Senator Jason Lewis Announces Passage of Senate’s FY15 Budget
Senator Jason Lewis today announced that the state Senate has passed the Commonwealth’s Fiscal Year 2015 budget. The budget makes critical investments in public education, including early childhood education and public higher education, as well as transportation, public health, and public safety, while responsibly addressing important needs for specific populations, from veterans’ services, to child welfare, to care for our seniors and those with disabilities, to substance abuse treatment and prevention.
“In recent years, strong fiscal management and consistently on-time and balanced budgets have led to one of the largest rainy day funds in the nation and the highest bond rating in our Commonwealth’s history,” said Senator Lewis. “I’m pleased that this budget continues on that path. I’m also pleased that provisions I championed, dealing with strengthening our Chapter 70 education aid and studying how to most wisely and efficiently use our limited resources, were included in the budget.”
This Senate budget took important steps to address key needs, including: record levels of Chapter 70 education aid and unrestricted local aid from the state to cities and towns; robust support for early childhood education, to help reduce wait lists; a strong commitment to public higher education, to prevent increases in tuitions and fees; fully funding the special education circuit breaker for the third year in a row; and much-needed funds to support new substance abuse prevention and treatment programs.

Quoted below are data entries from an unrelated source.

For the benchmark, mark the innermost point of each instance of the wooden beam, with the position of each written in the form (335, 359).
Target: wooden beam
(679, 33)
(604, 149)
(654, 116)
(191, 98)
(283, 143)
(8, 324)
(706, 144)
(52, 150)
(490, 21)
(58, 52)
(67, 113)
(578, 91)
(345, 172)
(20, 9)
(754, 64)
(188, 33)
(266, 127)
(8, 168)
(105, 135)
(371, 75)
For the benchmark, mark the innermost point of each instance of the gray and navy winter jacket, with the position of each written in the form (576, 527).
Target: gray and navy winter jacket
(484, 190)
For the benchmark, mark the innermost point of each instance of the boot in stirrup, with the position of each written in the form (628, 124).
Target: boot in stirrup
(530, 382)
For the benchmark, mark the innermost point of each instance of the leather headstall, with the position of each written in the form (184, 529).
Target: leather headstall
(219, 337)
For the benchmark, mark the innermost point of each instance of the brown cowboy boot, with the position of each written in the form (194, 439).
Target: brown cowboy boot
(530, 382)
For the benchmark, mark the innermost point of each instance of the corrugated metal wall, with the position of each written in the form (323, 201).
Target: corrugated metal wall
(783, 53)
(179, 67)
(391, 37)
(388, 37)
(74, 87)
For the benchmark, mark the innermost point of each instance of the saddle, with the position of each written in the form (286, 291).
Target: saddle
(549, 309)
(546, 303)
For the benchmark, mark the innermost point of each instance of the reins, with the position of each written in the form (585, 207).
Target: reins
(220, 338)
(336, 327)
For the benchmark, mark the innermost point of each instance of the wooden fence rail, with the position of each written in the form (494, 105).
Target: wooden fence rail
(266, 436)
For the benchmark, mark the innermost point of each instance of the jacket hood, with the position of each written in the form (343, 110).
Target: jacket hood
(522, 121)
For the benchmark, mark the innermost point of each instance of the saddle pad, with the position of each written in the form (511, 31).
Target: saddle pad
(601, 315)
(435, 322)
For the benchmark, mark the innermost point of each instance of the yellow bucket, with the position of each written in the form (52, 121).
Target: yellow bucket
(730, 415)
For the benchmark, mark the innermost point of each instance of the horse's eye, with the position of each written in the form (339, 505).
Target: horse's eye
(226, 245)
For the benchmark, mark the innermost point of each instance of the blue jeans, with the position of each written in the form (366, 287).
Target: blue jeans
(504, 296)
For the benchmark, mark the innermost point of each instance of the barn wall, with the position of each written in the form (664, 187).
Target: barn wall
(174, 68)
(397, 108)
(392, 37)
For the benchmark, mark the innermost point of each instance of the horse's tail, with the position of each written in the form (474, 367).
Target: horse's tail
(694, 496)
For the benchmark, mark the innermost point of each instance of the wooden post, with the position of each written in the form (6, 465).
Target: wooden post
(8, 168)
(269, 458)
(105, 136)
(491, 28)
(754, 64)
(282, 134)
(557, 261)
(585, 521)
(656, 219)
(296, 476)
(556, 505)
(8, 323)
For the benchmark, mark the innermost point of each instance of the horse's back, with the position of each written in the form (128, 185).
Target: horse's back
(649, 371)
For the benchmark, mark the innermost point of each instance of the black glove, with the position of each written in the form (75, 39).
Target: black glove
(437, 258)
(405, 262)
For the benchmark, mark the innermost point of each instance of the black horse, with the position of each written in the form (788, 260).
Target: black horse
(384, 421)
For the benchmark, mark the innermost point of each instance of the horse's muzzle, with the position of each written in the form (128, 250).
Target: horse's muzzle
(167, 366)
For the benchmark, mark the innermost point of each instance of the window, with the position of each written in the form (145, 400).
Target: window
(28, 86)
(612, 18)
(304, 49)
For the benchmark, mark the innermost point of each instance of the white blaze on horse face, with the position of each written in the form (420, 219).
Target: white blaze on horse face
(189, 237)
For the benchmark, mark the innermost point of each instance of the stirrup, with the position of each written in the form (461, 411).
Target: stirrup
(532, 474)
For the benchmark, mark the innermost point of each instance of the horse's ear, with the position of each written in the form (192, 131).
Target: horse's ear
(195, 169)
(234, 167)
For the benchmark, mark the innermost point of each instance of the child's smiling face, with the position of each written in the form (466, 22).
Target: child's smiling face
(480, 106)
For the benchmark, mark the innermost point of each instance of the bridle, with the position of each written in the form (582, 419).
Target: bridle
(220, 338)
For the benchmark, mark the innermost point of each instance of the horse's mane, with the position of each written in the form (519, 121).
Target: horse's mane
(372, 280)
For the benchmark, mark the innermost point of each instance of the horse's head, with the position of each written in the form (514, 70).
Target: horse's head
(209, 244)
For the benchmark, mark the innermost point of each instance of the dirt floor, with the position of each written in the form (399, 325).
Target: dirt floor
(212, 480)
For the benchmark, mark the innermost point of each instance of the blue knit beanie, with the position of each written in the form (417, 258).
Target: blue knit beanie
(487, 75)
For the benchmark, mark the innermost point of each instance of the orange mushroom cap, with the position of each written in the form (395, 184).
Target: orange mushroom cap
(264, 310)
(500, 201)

Senator Lewis was successful in securing a number of significant amendments to the Senate’s budget. One successfully adopted amendment calls for the establishment of a Government Efficiencies Commission, which would identify opportunities to improve the efficiency, effectiveness, and quality of programs and services across state government. The Commission is modeled after a similar successful effort in Connecticut that resulted in $400 million in taxpayer dollars saved. Another amendment Senator Lewis secured was for $250,000 for the Mass in Motion program that promotes opportunities for healthier eating and more active living in our communities. Currently, Malden, Melrose, and Wakefield are Mass in Motion communities.

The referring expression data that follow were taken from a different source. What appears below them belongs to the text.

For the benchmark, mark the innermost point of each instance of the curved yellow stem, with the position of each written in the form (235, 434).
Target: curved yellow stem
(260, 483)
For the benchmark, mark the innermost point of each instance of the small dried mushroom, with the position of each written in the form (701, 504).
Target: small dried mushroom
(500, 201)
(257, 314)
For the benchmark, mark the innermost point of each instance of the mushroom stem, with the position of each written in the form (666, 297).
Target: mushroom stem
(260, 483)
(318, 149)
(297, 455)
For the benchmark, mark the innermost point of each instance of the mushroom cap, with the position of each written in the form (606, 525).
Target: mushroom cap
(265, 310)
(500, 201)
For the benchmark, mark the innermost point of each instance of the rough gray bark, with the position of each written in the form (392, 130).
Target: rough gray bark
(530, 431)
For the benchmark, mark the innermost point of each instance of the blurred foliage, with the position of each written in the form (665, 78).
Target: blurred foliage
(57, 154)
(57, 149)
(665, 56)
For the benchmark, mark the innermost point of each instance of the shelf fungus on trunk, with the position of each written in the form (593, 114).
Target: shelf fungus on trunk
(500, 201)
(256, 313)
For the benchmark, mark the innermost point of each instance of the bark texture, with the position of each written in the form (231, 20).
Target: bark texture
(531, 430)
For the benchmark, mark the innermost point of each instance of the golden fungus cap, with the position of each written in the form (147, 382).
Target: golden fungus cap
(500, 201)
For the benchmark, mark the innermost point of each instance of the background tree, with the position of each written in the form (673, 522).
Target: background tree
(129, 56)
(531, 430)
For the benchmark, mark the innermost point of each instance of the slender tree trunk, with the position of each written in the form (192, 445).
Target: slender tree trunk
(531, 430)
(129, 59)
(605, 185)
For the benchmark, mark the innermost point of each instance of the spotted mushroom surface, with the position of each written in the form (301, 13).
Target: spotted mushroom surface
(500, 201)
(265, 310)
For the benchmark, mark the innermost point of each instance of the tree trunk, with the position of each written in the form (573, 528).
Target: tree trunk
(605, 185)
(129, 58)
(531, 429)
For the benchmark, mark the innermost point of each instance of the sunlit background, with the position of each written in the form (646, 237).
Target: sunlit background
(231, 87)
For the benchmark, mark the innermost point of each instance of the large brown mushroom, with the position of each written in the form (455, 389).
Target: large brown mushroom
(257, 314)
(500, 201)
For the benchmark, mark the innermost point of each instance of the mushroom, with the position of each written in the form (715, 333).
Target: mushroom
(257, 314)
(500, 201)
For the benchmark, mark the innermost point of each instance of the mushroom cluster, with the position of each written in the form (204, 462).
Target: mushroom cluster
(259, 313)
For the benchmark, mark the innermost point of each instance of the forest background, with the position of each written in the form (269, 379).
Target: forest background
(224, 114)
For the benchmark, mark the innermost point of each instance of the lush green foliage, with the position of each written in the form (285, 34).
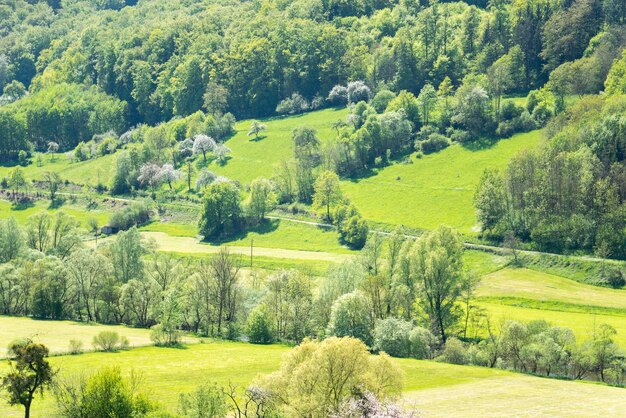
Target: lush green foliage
(567, 194)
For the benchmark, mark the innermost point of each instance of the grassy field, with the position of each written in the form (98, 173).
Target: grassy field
(57, 334)
(252, 158)
(582, 323)
(275, 233)
(191, 246)
(530, 284)
(167, 372)
(525, 295)
(436, 189)
(519, 396)
(7, 209)
(90, 172)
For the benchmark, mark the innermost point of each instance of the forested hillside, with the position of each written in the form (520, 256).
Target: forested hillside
(92, 66)
(426, 197)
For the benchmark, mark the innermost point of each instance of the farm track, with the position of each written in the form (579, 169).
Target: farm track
(468, 245)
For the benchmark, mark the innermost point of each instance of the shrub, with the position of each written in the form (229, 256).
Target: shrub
(454, 352)
(460, 136)
(541, 114)
(391, 335)
(338, 95)
(435, 142)
(351, 316)
(207, 401)
(109, 341)
(382, 99)
(293, 105)
(510, 111)
(129, 216)
(76, 346)
(164, 336)
(422, 343)
(260, 328)
(317, 102)
(22, 158)
(108, 394)
(615, 278)
(354, 231)
(358, 91)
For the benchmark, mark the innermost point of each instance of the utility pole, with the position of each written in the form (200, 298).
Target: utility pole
(251, 249)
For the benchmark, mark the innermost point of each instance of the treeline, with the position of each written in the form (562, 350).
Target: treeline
(569, 193)
(405, 297)
(248, 58)
(361, 384)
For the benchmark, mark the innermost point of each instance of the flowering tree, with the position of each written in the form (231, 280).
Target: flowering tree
(203, 144)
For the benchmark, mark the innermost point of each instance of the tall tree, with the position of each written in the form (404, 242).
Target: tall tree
(30, 373)
(327, 192)
(437, 263)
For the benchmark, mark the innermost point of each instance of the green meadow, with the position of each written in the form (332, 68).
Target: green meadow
(56, 335)
(251, 157)
(167, 372)
(435, 189)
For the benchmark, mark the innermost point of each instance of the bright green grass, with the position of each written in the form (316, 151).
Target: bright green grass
(275, 233)
(519, 396)
(253, 158)
(167, 372)
(90, 172)
(57, 334)
(436, 189)
(81, 214)
(481, 263)
(582, 323)
(530, 284)
(188, 245)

Senator Lewis also played a lead role in achieving one of his top priorities for the budget: inclusion of the proposal for a Chapter 70 Education Foundation Budget Review Commission, which will enable a careful and thorough examination of current educational needs and best practices, an important step toward achieving more adequate and equitable funding for our public schools.
During the budget debate, Senator Lewis made his maiden speech in the Senate, on the topic of the Prevention and Wellness Trust, an initiative for which he led the effort in passing. The Trust is designed to serve as a conduit for high-impact, competitive grants to community partnerships across the Commonwealth to implement programs that address the most prevalent, most preventable, and most costly health conditions facing Massachusetts residents. The results of these investments in prevention will allow us to meet both the moral imperative of saving lives and reducing chronic illness and the economic imperative of saving money by containing unsustainably increasing healthcare costs.
The Senate budget can be viewed online at: https://malegislature.gov/Budget/FY2015/Senate. The budget will now go to a Conference Committee for reconciliation with the budget passed by the House of Representatives last month. The final version of the budget is expected to be signed by Governor Deval Patrick next month.